Beim gemeinsamen Abschlussgottesdienst appellierte Papst Benedikt XVI. an die Verantwortlichen aus Politik und Wirtschaft in aller Welt, durch sichere und familienfreundliche Arbeitsbedingungen zur Förderung der Familien beizutragen. Diese Wegweisung gibt uns auch in Deutschland Orientierung - besonders in der gegenwärtigen Auseinandersetzung, wie man Kinder nachhaltig fördern und Eltern in ihrer Erziehungsverantwortung unterstützen kann.
Wo Familie den Gesetzen von Ökonomie und Arbeitsmarkt unterworfen wird, geschieht faktisch eine Relativierung ihrer Bedeutung für unsere Gesellschaft. Familie ist Keimzelle der Gesellschaft. Familie steht für die Vermittlung von Verlässlichkeit und Verbundenheit und einer daraus erwachsenden Verbindlichkeit.
Darum muss auch unser Staat ein echtes Interesse daran haben, Familie so zu unterstützen, dass die Eltern ihre Erstverantwortung für die Erziehung ihrer Kinder wahrnehmen können. Ganz in diesem Sinn hat sich der Bischof von Eichstätt, Dr. Gregor Maria Hanke OSB, deutlich für das geplante Betreuungsgeld ausgesprochen und vor falschen Einseitigkeiten gewarnt. Es geht um Ermöglichung, Anerkennung und damit Hochschätzung elterlicher Erziehungsverantwortung. Die eigenen Kinder zu erziehen, hat nach unserem Grundgesetz einen politischen Vorrang und entspricht der Verantwortung der Eltern. Beides gehört auch zum Kern der katholischen Soziallehre.
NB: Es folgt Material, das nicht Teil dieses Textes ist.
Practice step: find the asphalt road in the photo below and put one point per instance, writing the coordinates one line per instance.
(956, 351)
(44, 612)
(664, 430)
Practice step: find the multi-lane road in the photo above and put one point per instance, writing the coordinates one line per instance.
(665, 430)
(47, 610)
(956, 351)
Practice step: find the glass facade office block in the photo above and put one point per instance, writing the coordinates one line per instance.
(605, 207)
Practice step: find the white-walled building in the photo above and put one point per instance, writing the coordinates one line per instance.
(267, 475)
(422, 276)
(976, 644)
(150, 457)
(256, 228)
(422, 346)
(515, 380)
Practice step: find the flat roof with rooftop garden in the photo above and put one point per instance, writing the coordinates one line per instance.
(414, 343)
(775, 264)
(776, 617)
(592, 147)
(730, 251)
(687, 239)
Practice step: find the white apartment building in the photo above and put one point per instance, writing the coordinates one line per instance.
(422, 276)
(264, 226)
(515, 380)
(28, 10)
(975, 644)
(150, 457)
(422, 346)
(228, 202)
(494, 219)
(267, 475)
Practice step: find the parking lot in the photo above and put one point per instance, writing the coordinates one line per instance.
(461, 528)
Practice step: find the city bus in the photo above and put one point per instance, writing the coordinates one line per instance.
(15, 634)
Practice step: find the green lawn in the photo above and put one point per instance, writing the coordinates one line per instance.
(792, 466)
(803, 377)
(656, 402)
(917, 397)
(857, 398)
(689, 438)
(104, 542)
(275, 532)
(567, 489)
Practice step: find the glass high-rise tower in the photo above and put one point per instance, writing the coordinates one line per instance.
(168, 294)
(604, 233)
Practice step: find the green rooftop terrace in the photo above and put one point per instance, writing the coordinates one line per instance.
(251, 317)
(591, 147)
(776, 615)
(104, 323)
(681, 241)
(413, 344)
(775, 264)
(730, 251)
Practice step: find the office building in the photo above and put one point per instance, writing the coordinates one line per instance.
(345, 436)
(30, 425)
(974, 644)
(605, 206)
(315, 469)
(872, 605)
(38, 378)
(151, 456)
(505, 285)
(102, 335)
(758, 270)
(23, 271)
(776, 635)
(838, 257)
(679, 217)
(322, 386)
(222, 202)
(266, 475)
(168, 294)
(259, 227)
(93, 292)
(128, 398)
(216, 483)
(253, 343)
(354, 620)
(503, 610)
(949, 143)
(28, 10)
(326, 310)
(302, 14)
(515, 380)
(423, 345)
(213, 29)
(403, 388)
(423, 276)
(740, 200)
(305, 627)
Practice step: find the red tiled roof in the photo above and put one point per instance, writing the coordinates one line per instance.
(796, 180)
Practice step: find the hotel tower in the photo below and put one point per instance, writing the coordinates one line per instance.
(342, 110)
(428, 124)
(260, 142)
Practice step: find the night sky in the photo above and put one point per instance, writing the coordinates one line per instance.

Die Kirche tritt dafür ein, dass Familie - als Ort gelebter Liebe und Treue - der erste Erfahrungsraum und Bildungsort der Kinder ist. Diese Priorität ist mehr als ein Privileg. Wenn die wirtschaftliche Situation es heutzutage für viele Familien notwendig macht, dass beide Elternteile erwerbstätig sein müssen, können die Familien nur schwer ihrer kirchlichen Berufung und gesellschaftlichen Bedeutung gerecht werden. In der gegenwärtigen Debatte um das Betreuungsgeld entsteht oft der Eindruck, dass das Wohl der Kinder wenig Fürsprecher hat. Manche Argumentation dagegen bemüht den Fachkräftemangel, ein einseitiges Emanzipationsverständnis oder auch das Interesse an der künftigen Auslastung bestehender Kindertagesstätten.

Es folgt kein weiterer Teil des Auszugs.